The evolution of modern application development has led to a significant shift toward microservice-based architectures. This approach offers great flexibility and scalability, but it also introduces new complexities, particularly in the realm of security. In the past, engineering teams were responsible for a handful of security aspects in their monolithic applications. Now, with microservices, these responsibilities have multiplied exponentially. Engineering teams are now responsible for network security, identity and access management, TLS certificates, and vulnerability scanning—not just for one application, but potentially hundreds of individual services.

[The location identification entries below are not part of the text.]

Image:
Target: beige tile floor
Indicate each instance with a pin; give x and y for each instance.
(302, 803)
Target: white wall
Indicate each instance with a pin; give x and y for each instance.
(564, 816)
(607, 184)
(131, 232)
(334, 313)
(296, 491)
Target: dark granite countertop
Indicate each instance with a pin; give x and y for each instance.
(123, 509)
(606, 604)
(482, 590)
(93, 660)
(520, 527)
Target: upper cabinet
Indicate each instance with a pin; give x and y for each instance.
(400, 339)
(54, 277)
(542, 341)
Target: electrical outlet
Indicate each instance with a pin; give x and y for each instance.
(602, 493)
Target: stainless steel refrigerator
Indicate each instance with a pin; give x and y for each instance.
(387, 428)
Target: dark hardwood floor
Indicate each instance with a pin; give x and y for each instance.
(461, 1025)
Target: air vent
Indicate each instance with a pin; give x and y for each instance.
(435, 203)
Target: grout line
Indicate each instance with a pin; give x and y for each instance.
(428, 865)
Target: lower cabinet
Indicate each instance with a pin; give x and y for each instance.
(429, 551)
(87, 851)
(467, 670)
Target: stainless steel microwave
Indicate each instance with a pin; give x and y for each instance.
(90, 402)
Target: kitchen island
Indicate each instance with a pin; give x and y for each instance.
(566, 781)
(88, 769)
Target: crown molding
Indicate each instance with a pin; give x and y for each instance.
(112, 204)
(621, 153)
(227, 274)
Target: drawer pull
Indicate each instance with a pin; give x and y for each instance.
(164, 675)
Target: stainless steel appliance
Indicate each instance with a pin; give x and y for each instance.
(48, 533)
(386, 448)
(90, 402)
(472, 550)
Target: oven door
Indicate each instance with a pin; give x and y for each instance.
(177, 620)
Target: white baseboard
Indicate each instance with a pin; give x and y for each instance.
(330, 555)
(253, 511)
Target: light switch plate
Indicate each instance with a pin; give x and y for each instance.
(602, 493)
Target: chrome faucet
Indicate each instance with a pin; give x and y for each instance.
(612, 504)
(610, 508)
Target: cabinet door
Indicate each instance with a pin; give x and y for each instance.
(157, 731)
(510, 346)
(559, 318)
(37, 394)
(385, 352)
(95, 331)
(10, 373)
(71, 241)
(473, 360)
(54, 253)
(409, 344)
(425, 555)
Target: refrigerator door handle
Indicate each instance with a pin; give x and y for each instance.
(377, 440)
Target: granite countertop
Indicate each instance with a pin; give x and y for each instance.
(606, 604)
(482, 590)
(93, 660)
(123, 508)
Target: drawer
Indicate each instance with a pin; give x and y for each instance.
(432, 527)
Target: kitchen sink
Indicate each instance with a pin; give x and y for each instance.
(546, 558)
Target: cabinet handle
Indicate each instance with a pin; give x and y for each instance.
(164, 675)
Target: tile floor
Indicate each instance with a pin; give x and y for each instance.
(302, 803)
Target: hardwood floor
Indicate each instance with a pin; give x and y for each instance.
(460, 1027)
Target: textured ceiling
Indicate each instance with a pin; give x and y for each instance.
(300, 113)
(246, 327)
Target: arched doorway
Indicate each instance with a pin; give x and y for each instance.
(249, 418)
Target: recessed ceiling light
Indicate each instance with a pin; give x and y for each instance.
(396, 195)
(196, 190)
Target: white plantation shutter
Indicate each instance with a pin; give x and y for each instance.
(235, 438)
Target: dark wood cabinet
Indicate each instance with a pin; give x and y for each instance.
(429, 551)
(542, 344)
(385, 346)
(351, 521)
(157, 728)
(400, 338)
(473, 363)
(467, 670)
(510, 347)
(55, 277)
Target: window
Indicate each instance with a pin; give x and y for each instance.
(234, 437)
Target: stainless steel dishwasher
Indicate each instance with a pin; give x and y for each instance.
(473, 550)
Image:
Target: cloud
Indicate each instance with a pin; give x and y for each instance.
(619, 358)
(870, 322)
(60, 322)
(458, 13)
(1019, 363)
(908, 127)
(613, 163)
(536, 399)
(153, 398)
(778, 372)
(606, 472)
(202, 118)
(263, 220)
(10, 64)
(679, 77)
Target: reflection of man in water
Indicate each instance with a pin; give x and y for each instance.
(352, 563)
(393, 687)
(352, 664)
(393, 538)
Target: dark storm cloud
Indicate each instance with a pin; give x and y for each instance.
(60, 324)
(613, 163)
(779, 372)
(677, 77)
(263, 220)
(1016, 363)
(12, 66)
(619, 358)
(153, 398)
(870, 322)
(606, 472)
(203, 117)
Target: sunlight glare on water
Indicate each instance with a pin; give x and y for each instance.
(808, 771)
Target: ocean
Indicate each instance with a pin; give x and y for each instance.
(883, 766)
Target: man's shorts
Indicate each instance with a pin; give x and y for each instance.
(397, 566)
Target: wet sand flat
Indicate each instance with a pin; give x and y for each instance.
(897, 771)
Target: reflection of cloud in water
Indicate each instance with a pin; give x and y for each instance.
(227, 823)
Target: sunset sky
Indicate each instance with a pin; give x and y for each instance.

The sheer scale of this challenge makes manual vulnerability patching impractical, if not impossible. This is where automation becomes not just beneficial, but essential. Automation enables teams to implement security measures consistently across all services, respond rapidly to threats, and maintain compliance with regulatory requirements. Moreover, as applications grow and evolve, automation ensures that the security practices can scale accordingly. It provides the necessary control and governance to manage complex, distributed systems effectively.
Running applications in containers is a common approach for building microservices. It enables developers to maintain the same continuous integration (CI) pipeline for their applications, regardless of the container orchestration platform used. No matter which programming language you use for your application, the deployable artifact is a container image that commonly includes application code and its dependencies. Application development teams must scan those images for vulnerabilities to make sure of their safety before deploying them to cloud environments.
This post showcases how engineering teams can efficiently automate vulnerability remediation early in their continuous integration pipelines using the NVIDIA AI Blueprint for vulnerability analysis with NVIDIA NIM microservices, NVIDIA Morpheus, and AWS cloud-native services like Amazon EKS, AWS Lambda, and Amazon Inspector.
NVIDIA Morpheus for near real-time threat detection
NVIDIA Morpheus is a GPU-accelerated, end-to-end AI framework to build, customize, and scale cybersecurity applications. It provides developers with an innovative AI-powered cybersecurity SDK designed to tackle the growing cybersecurity challenges in cloud and enterprise environments.
Morpheus leverages the power of GPUs to process and analyze vast amounts of data at unprecedented speeds and uses machine learning (ML) models and large language models (LLMs) to identify patterns and anomalies that might indicate security threats like: phishing attempts, malware infections, or insider threats. The framework can be integrated with existing security infrastructure, as described in this post, enhancing the organization’s ability to detect and respond to threats in near real-time.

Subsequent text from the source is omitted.